Bill’s post (which was Freshly Pressed – congratulations Bill) about wanting to be an Emergency Broadcast Announcer reminded me that when I was a kid I wanted to push grocery store carts professionally. I can’t remember how old I was when I abandoned this idea, but I must have been quite young because by 4th grade I was convinced my destiny was to become a therapist.

Like learning how to use scissors, pushing a grocery cart in a controlled fashion down the aisle, weaving around other shoppers without taking out end-of-aisle displays of salsa and canned pumpkin is a big challenge when you barely weigh more than the cart. My mother had mastered this skill and I wanted to imitate her slow, controlled motions. Stopping, starting, weaving left and right.

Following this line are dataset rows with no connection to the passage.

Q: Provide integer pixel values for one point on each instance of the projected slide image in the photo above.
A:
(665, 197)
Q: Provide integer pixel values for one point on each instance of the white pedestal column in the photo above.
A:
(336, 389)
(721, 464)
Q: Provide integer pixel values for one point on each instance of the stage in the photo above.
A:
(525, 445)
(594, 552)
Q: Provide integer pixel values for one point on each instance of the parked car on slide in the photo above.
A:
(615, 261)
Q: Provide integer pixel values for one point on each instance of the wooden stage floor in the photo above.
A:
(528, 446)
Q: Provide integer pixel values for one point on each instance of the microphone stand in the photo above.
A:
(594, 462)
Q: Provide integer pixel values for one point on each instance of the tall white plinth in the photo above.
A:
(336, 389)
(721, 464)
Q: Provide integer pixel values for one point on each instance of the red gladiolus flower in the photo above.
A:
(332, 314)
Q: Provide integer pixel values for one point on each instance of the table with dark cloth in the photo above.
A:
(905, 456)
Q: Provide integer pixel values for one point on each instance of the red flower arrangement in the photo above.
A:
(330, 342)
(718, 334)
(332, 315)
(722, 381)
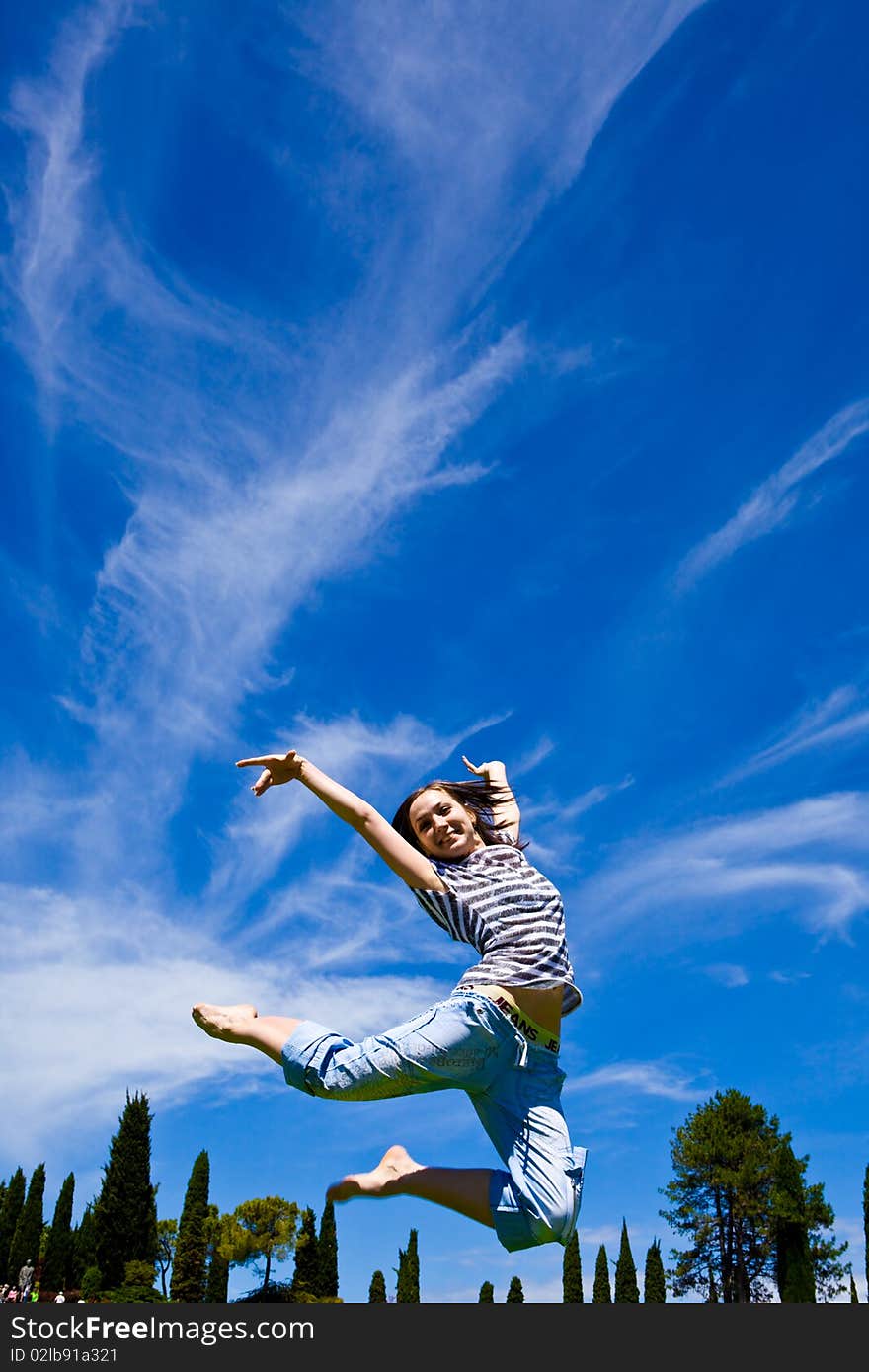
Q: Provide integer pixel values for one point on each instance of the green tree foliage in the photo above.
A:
(217, 1279)
(166, 1239)
(865, 1223)
(790, 1231)
(327, 1250)
(306, 1277)
(626, 1284)
(189, 1268)
(84, 1246)
(376, 1291)
(654, 1280)
(58, 1259)
(572, 1270)
(125, 1210)
(260, 1232)
(137, 1286)
(408, 1284)
(515, 1294)
(91, 1283)
(601, 1293)
(25, 1246)
(722, 1195)
(13, 1205)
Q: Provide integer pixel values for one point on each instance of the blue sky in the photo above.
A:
(394, 382)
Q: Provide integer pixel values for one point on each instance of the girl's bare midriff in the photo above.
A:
(540, 1003)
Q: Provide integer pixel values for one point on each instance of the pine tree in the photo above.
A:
(724, 1195)
(572, 1270)
(58, 1261)
(125, 1210)
(25, 1246)
(626, 1284)
(600, 1293)
(376, 1291)
(13, 1205)
(263, 1228)
(189, 1266)
(408, 1286)
(306, 1276)
(711, 1288)
(790, 1231)
(327, 1252)
(515, 1293)
(654, 1281)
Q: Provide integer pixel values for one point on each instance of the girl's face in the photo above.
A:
(443, 827)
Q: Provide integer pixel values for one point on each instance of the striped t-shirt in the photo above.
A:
(503, 906)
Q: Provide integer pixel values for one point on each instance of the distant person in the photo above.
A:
(25, 1279)
(456, 845)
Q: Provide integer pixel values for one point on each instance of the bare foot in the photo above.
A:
(227, 1023)
(384, 1181)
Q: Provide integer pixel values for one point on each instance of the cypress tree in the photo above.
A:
(84, 1246)
(25, 1246)
(166, 1239)
(58, 1261)
(572, 1270)
(189, 1273)
(327, 1252)
(790, 1230)
(306, 1276)
(654, 1281)
(626, 1286)
(217, 1280)
(376, 1291)
(13, 1205)
(408, 1287)
(865, 1223)
(515, 1293)
(601, 1294)
(125, 1210)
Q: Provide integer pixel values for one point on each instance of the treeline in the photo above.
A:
(755, 1230)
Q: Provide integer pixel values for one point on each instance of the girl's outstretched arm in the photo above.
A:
(506, 808)
(405, 861)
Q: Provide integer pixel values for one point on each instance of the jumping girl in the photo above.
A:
(457, 847)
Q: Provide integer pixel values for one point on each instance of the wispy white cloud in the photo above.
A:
(256, 471)
(118, 1017)
(826, 724)
(646, 1079)
(728, 974)
(777, 495)
(806, 861)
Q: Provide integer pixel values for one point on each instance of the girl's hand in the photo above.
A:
(277, 769)
(492, 771)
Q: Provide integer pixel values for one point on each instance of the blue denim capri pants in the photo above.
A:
(515, 1086)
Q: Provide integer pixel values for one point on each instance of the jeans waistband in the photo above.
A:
(527, 1028)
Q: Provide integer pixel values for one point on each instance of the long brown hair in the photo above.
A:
(477, 796)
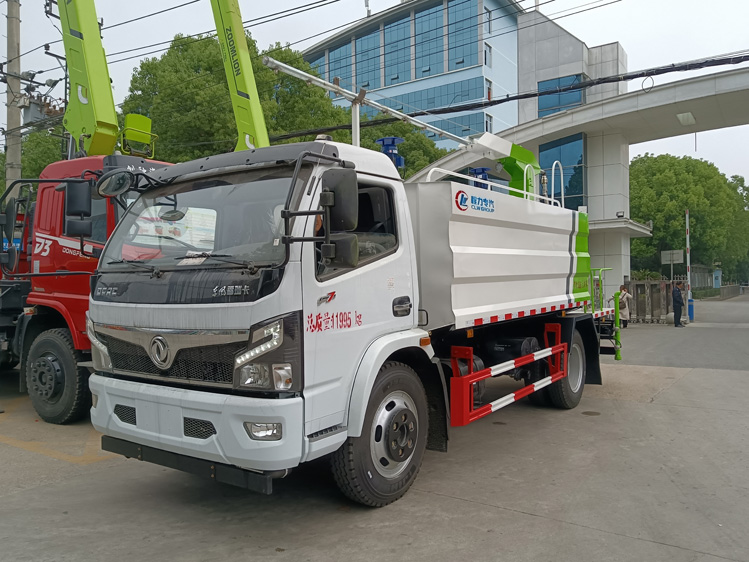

Instead of just tagging along like other children, I wanted to be a part of what was going on. Is the 12 or 24 oz. can of tomatoes a better buy? Which cereal matches the coupon? These were adult decisions – choices that affect outcomes.  Adult decisions that as a child I observed, but did not have the authority to make myself.

I wanted to be helpful. I wanted to feel like me being there made a difference. Without me there my mother would have to calculate the cost of tomatoes and move the cart out of the way for the elderly lady with a cane. With me there she wouldn’t have to worry about a thing.

Looking back it seems silly. Even though I wanted to be a professional grocery store cart navigator I knew the job didn’t exist. But when I examine what I wanted out of a career, it doesn’t seem that different from want I want today.